Ma partiamo dal finale e poi torniamo indietro, come spesso e volentieri accade nei film (quelli con la trama migliore): l’arbitro fischia la fine del match di Ligue 1, Neymar va a prendersi il pallone che gli spetta per aver siglato almeno tre reti e rientra negli spogliatoi con la faccia imbronciata mentre il resto della squadra fa festa in campo per lo storico e rotondissimo risultato. 

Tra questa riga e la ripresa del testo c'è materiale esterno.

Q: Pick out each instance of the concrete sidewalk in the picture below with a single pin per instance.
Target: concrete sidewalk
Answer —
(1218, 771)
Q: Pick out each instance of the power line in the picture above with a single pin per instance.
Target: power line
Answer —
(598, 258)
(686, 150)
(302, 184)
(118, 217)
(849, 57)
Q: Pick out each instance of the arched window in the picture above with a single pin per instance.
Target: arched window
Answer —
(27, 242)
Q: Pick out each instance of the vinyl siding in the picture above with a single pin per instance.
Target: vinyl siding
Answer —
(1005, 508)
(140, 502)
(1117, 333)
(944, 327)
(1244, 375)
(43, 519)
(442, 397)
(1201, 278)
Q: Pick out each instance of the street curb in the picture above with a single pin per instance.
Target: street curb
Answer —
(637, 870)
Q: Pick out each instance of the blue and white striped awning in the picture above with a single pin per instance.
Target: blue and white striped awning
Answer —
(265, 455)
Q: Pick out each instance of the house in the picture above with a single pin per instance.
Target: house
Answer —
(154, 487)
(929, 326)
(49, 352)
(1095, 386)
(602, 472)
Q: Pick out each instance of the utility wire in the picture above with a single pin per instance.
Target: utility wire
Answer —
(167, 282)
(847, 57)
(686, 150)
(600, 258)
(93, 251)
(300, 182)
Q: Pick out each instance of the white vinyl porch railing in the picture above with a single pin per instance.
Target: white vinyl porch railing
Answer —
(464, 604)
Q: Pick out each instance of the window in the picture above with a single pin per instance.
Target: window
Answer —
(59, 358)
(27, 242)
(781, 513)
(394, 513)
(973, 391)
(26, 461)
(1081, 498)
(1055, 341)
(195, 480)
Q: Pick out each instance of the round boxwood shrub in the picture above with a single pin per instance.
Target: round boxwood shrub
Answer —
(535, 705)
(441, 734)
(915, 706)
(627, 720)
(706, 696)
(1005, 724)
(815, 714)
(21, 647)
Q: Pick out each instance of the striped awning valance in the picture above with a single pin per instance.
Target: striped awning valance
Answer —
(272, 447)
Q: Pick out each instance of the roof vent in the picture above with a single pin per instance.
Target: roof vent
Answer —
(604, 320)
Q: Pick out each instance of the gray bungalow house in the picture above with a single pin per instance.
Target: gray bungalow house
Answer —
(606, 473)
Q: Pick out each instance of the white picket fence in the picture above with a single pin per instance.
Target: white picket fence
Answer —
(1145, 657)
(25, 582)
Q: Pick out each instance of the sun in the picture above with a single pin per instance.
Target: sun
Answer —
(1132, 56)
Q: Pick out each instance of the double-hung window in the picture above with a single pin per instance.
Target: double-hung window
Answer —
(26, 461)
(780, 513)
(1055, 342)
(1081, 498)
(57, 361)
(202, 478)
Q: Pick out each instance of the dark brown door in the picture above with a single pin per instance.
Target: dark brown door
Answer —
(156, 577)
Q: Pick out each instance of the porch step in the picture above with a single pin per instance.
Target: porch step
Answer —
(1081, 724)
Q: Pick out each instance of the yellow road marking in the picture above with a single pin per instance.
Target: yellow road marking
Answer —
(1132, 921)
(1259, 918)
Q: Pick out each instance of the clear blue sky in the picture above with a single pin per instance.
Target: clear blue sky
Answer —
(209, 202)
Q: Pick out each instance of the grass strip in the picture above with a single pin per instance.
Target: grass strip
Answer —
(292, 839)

All’ex Barcellona no, non interessano gli applausi del pubblico, è arrabbiato e non fa nulla per nasconderlo. Le sue emozioni sono in bella vista. E allora torniamo alla ripresa della partita per spiegare il motivo. L’episodio incriminato al minuto 83, nel momento in cui viene assegnato il calcio di rigore al PSG.

Neymar
Neymar, 25 anni, ha realizzato un poker con il Dijon, poi è rientrato da solo negli spogliatoi in polemica con i tifosi

Neymar, gol e fischi: non lascia il rigore a Cavani per staccare Ibra

Il risultato è già sul 7-0, Cavani con un gol può staccare Ibrahimovic e diventare il giocatore della storia del club ad aver realizzato più gol: il tiro dal dischetto potrebbe portare l’uruguaiano - già autore di un colpo di testa vincente al 21’ - da solo in vetta alla classifica all-time a quota 157, un gradino sopra Ibrahimovic. E invece niente, i suoi timbri restano 156 (come quelli dello svedese), perché Neymar prende subito il pallone e lo posiziona sul punto di battuta. 

Edinson Cavani
Edinson Cavani, 30 anni, ha segnato contro il Dijon il 156° gol con il PSG: eguagliato il record di Ibrahimovic

I tifosi non sono d’accordo con la scelta egoistica del giocatore più pagato della storia e arriva qualche fischio durante la rincorsa. Neymar non ci ripensa e conclude: portiere spiazzato, gol, poker, 8-0 del PSG, i festeggiamenti della squadra, il rientro in solitaria negli spogliatoi. Con Neymar la polemica è sempre dietro l’angolo. In questo caso dietro il calcio di rigore.